Comorbidities and Complications in Idiopathic Pulmonary Fibrosis

• Published in: Medical sciences (Basel) Vol. 6; no. 3; p. 71
• Main Authors: Cano-Jiménez, Esteban, Hernández González, Fernanda, Peloche, Guadalupe Bermudo
• Format: Journal Article
• Language: English
• Published: Switzerland MDPI AG 30.08.2018; MDPI
• Subjects: Carbon monoxide; Cell cycle; Chronic obstructive pulmonary disease; comorbidities; complications; Emphysema; idiopathic pulmonary fibrosis; Lung diseases; Medical prognosis; Patients; Pulmonary fibrosis; Pulmonary hypertension; Respiration; Review; Sarcoidosis; Sleep apnea; Smoking; Tomography; Spain; comorbidities; complications; idiopathic pulmonary fibrosis
• ISSN: 2076-3271; 2076-3271
• DOI: 10.3390/medsci6030071

Though idiopathic pulmonary fibrosis (IPF) is characterized by single-organ involvement, many comorbid conditions occur within other organ systems. Patients with IPF may present during evolution different complications and comorbidities that influence the prognosis and modify the natural course of their disease.
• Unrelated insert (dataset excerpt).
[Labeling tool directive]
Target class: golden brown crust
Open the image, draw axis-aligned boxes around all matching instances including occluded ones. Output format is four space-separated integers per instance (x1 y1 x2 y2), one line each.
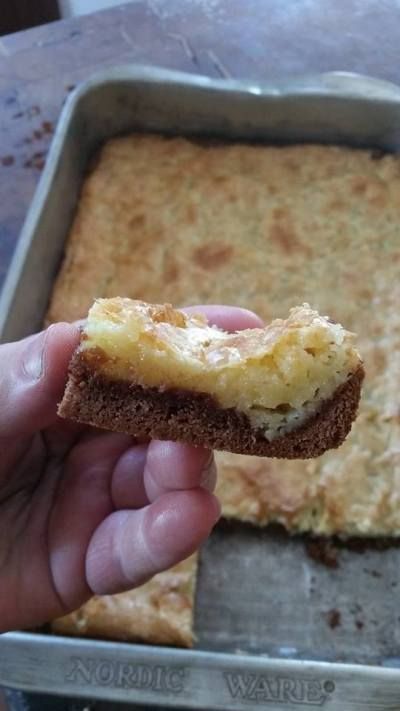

In this chapter, we highlight common comorbid conditions encountered in IPF, discuss disease-specific diagnostic modalities, and review the current treatment data for several key comorbidities. The diagnosis and treatment of these comorbidities is a challenge for the pulmonologist specialized in interstitial lung diseases (ILDs). We will focus on pulmonary emphysema, lung cancer, gastroesophageal reflux, pulmonary hypertension, obstructive sleep apnea (sleep disorders), and acute exacerbation of IPF.